ATTACK ON STRUGGLE FOR FREE EDUCATION
The heavy handed actions against students and workers by the university management and government are part of a wider attack on the struggle for free and equal education for all.

A central part of the anti- apartheid struggle was the fight for free and equal education. In 1976 students fought and died for the right to a decent education for the poor. But now Education Minister Sibusiso Bengu argues that tertiary education is a privilege and not a right! He also said that tertiary education was not free and would never be.

This means that working- class and poor Black students are effectively excluded from higher education. These students can no longer keep up with ever increasing fees and either have to drop out or are excluded.

RACIST FUNDING
The government and the education minister say that there is no money for free education and that student must settle for what they get. This is nonsense: there is enough wealth in this country to give everyone a decent life.
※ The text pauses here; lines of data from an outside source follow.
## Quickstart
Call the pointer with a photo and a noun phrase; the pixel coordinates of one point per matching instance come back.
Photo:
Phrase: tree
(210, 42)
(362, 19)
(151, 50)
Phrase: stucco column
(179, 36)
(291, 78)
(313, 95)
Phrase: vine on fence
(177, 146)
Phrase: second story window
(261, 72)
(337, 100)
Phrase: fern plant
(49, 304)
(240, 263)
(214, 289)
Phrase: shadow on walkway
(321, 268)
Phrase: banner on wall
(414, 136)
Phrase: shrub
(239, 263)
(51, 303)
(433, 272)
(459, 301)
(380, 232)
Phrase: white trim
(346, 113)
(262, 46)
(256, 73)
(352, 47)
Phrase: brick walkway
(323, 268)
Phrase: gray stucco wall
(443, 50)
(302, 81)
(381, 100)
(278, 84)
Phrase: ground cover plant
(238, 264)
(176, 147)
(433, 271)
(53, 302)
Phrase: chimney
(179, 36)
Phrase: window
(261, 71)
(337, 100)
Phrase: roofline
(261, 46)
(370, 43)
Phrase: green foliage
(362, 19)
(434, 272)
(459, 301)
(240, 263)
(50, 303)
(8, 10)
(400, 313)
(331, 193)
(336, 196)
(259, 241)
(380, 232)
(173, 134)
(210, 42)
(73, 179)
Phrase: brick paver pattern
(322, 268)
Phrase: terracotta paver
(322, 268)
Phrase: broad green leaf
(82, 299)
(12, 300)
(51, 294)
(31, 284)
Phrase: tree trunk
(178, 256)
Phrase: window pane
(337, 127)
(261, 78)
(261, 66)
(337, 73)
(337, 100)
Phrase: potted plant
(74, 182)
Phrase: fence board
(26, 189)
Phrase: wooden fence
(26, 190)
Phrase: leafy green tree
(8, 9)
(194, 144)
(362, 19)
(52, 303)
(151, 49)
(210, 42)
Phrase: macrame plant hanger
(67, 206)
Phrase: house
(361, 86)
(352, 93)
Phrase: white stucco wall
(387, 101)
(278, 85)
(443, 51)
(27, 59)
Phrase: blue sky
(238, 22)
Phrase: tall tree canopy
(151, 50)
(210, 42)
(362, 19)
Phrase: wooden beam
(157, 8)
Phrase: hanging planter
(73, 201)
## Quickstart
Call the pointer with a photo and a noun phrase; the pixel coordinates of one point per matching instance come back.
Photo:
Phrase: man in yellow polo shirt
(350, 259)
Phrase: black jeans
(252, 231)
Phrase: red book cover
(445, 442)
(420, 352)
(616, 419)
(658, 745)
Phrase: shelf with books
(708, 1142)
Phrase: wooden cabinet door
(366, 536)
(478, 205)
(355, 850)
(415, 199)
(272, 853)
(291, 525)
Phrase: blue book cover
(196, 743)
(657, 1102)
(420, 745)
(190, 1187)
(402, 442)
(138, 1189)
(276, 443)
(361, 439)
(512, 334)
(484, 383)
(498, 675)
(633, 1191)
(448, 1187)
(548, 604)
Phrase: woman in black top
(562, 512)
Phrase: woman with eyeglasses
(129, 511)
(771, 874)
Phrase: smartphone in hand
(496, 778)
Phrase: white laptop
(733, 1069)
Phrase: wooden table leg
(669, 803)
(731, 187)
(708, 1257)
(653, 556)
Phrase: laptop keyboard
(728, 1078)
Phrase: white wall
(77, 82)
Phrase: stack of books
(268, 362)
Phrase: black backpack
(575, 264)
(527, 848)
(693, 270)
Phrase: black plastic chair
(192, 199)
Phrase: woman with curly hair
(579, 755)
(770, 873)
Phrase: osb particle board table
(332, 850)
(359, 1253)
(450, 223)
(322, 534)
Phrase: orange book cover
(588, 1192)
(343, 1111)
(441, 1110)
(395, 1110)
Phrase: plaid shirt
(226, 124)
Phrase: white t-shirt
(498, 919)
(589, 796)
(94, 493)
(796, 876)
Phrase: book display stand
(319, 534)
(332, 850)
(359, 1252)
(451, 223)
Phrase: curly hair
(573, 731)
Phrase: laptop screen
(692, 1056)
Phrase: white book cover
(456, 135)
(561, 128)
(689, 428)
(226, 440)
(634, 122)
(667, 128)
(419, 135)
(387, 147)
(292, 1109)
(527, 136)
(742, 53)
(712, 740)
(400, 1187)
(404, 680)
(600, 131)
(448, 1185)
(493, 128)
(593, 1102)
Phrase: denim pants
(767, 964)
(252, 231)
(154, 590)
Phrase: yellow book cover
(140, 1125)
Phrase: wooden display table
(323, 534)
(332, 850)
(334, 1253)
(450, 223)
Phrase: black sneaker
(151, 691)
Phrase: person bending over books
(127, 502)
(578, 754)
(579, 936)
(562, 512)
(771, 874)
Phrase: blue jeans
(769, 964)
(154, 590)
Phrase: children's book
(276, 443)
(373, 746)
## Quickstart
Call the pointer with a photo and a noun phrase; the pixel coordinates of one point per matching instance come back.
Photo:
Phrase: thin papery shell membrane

Yet bursaries continue to be inadequate in terms of both numbers available, and value. Meanwhile the racist funding structure remains: historically white universities continue to receive far higher subsidies from the government than historically Black universities.

SASCO
Historically SASCO (the South African Students Congress) has been in the forefront of student struggles. SASCO is the biggest student organisation.

But this year SASCO has been much less prominent. At Pretoria Technikon, the student protests were spearheaded by the Azanian Front- a coalition between smaller Black Consciousness and Africanist organisations. At UDW, a broad- based Students Representative Council (SRC), and a militant staff association, played the leading role. In both cases SASCO was often uncomfortable with the direction of the protests. Wits SASCO even refused to endorse a solidarity meeting called to support UDW.

Why? SASCO’s ability to consistently champion students demands is held back by their alliance with the ANC. SASCO has endorsed the government’s arguments against free education. They have been openly hostile to critics of the ANC’s policies. They have not taken a stand against the government’s threatened clamp down on militant student protest. [see appendix].

SASCO president, David Makuru said “We won’t toe the government line. Our duty as the student movement is to be critical of the government, including the one that we have elected.” So far, this critical attitude still remains to be proved by SASCO.

DEMOCRACY IN EDUCATION
However, this does not mean that student must rely instead on the official SRC’s to fight for student demands. SRCs are not fighting bodies- they are bureaucratic structures integrated into the university administrations. They are therefore unable to consistently fight the university bosses.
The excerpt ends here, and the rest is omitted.